In simple terms for most chocolate loving fans out there, if you think of the brain as a chocolate cake (something that has very complex smell, taste, texture, but it's just hard to describe in its glorious splendour), what we are trying to do is describe the chocolate cake in terms of a set of ingredients, cooking steps and perhaps a few images. The recipe with pictures is what we refer to as an algorithmic (i.e. recipe) explanation of the chocolate cake. While chocolate cakes are complex and varied, the ingredients and steps to make them tend to be few and common to all of them. There is a bit more to the story, because contrary to what some would endorse, brains are a bit more complex than cakes.
One sound way to understand how the brains of different creatures work, is to build artificial brains that make it possible for us to carry out controlled experiments. By performing experiments, we have a great opportunity to unveil theories of how the brain works. The brains that we build also make predictions that can be verified by neuroscientists or by means of performance on data (e.g. ability to recognize speech, objects, language, etc.).

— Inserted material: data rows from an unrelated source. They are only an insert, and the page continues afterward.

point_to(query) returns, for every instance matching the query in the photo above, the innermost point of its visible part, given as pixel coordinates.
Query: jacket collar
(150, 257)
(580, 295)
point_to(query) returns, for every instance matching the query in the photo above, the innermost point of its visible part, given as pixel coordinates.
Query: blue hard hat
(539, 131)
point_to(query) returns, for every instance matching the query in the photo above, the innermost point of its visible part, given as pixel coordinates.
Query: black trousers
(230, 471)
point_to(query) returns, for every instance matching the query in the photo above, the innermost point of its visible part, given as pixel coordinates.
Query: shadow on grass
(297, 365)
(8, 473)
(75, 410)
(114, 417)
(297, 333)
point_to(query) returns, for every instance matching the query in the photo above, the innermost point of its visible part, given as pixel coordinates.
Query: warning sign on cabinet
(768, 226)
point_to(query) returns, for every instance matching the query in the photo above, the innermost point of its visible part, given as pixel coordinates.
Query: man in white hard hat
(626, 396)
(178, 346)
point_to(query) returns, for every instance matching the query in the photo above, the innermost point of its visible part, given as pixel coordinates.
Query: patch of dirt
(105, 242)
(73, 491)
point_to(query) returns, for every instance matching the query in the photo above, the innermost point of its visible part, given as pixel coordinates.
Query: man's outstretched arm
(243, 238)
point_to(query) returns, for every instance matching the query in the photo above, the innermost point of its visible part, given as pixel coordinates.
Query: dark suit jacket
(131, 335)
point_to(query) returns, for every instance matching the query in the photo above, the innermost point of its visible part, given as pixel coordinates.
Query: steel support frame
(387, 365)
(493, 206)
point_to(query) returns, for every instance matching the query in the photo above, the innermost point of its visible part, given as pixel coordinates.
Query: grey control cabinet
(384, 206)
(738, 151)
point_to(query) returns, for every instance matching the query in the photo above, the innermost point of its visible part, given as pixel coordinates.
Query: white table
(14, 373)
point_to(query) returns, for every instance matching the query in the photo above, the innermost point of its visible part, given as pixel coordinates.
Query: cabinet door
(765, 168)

In our quest to build machines capable of different brain functions, such as image and speech understanding, we have discovered that it is of paramount importance to understand how data in the world shapes the brain. Models that are learned from data are the best at many tasks such as image understanding (e.g., knowing where faces occur in images, recognizing road features in self-driving cars) and speech recognition.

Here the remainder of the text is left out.